The :math:`t`-invariance is ensured by the symmetry of the expression of
:math:`\rho` (:math:`t`-reversibility).

In practice, :math:`Q` is specified as a random walk
(:math:`\exists{}q_{RW}` such that :math:`q(x,y)=q_{RW}(x-y)`) or as a
independent sampling (:math:`\exists{}q_{IS}` such that
:math:`q(x,y)=q_{IS}(y)`), or as a mixture of random walk and
independent sampling.

| The important property the practitioner have to keep in mind when
  choosing the transition kernel :math:`Q` is the
  :math:`t`-irreducibility. Moreover, for efficient convergence,
  :math:`Q` has to be chosen so as to explore quickly the whole support
  of :math:`t` without conducting to a too small acceptance ratio (the
  ratio of accepted candidates :math:`\tilde{x}` ).
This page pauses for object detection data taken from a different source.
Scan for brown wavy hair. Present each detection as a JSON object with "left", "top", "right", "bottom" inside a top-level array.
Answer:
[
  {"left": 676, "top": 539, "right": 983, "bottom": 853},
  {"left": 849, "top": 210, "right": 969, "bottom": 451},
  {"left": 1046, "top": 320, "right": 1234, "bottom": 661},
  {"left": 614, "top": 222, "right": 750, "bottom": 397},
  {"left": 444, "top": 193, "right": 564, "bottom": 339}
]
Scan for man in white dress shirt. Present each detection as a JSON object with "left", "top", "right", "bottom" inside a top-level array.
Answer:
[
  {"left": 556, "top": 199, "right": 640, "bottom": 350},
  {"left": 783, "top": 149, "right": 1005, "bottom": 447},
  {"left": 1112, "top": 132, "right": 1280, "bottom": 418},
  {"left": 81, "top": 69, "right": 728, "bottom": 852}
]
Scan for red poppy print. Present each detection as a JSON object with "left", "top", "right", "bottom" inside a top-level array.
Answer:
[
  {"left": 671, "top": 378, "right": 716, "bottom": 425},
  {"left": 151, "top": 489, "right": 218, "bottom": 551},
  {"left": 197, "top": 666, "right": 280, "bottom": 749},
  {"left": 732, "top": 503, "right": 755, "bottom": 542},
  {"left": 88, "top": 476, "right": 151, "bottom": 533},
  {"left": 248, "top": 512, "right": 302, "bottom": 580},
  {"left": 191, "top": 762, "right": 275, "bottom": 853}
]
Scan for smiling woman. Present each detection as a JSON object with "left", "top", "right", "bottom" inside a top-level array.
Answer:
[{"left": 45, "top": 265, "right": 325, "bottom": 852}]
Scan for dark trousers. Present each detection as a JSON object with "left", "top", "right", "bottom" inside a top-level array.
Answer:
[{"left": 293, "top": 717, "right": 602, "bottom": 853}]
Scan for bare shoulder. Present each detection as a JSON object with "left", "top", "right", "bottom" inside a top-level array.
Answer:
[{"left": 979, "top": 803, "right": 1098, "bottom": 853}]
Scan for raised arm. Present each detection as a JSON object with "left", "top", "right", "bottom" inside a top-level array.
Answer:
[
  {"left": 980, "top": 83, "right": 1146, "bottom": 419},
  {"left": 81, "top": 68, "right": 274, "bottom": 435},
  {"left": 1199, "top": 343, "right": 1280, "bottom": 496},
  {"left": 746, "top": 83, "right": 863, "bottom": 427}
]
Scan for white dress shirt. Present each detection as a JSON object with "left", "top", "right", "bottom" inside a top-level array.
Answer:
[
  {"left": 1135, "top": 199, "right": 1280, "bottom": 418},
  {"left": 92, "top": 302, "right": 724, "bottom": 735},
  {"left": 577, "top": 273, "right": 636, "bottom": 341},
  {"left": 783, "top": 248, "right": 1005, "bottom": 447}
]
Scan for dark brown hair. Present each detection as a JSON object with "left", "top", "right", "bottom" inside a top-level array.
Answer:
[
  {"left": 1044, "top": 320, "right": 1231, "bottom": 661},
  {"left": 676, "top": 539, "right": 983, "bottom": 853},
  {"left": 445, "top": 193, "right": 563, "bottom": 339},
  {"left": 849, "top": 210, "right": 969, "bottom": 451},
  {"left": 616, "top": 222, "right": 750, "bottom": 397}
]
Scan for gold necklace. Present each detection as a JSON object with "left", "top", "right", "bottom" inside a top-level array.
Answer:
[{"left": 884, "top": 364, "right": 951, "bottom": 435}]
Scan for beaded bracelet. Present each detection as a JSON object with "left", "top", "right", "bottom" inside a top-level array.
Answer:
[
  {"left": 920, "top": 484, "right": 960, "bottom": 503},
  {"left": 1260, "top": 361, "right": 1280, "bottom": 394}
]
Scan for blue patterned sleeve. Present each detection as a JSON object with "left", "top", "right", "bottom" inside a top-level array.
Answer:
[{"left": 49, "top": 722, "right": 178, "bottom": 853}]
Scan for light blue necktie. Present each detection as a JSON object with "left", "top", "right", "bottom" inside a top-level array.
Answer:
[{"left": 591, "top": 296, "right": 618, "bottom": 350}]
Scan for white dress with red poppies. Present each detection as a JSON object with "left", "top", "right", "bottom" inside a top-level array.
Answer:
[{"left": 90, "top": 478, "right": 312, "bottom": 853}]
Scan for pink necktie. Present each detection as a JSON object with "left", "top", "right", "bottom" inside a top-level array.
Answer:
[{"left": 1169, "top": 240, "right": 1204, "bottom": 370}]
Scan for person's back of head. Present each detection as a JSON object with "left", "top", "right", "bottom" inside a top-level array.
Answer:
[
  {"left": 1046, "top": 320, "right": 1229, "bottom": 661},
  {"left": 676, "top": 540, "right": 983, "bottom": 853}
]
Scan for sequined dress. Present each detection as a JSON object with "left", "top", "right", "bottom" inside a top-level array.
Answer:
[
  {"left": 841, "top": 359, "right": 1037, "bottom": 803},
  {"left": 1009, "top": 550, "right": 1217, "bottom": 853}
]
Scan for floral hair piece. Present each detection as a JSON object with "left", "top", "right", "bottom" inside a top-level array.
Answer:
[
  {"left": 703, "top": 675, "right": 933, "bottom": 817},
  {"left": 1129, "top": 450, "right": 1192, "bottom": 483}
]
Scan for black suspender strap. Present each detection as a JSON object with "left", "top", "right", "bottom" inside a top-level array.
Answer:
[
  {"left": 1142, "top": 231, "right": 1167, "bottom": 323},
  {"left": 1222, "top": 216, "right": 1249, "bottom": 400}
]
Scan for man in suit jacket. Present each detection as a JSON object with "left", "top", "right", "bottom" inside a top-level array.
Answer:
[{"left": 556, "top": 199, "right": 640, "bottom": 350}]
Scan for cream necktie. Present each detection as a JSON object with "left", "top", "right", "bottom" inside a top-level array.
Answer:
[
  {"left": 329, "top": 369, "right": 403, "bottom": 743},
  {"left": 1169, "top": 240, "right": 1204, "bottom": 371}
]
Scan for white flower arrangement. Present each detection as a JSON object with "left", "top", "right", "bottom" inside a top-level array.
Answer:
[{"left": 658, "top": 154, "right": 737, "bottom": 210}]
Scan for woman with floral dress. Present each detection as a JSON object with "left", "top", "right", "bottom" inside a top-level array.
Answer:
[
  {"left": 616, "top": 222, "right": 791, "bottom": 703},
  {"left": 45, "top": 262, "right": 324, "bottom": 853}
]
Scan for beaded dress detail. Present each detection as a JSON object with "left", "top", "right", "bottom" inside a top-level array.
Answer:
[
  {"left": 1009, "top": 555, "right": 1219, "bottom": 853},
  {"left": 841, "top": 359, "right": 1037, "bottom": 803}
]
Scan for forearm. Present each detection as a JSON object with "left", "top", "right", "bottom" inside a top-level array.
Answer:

It is usually
  recommended that this latter ratio is about :math:`0.2` but such a
  ratio is neither a warranty of efficiency, nor a substitute to a
  convergence diagnosis.

.. topic:: API:

    - See :class:`~openturns.MetropolisHastings`
    - See :class:`~openturns.Gibbs`
    - See :class:`~openturns.RandomWalkMetropolisHastings`
    - See :class:`~openturns.IndependentMetropolisHastings`

.. topic:: Examples:

    - See :doc:`/auto_calibration/bayesian_calibration/plot_bayesian_calibration`
    - See :doc:`/auto_calibration/bayesian_calibration/plot_bayesian_calibration_flooding`
    - See :doc:`/auto_calibration/bayesian_calibration/plot_rwmh_python_distribution`
    - See :doc:`/auto_calibration/bayesian_calibration/plot_imh_python_distribution`

.. topic:: References:

    - Robert, C.P. and Casella, G. (2004). *Monte Carlo Statistical Methods* (Second Edition), Springer.
    - Meyn, S. and Tweedie R.L. (2009). *Markov Chains and Stochastic Stability* (Second Edition), Cambridge University Press.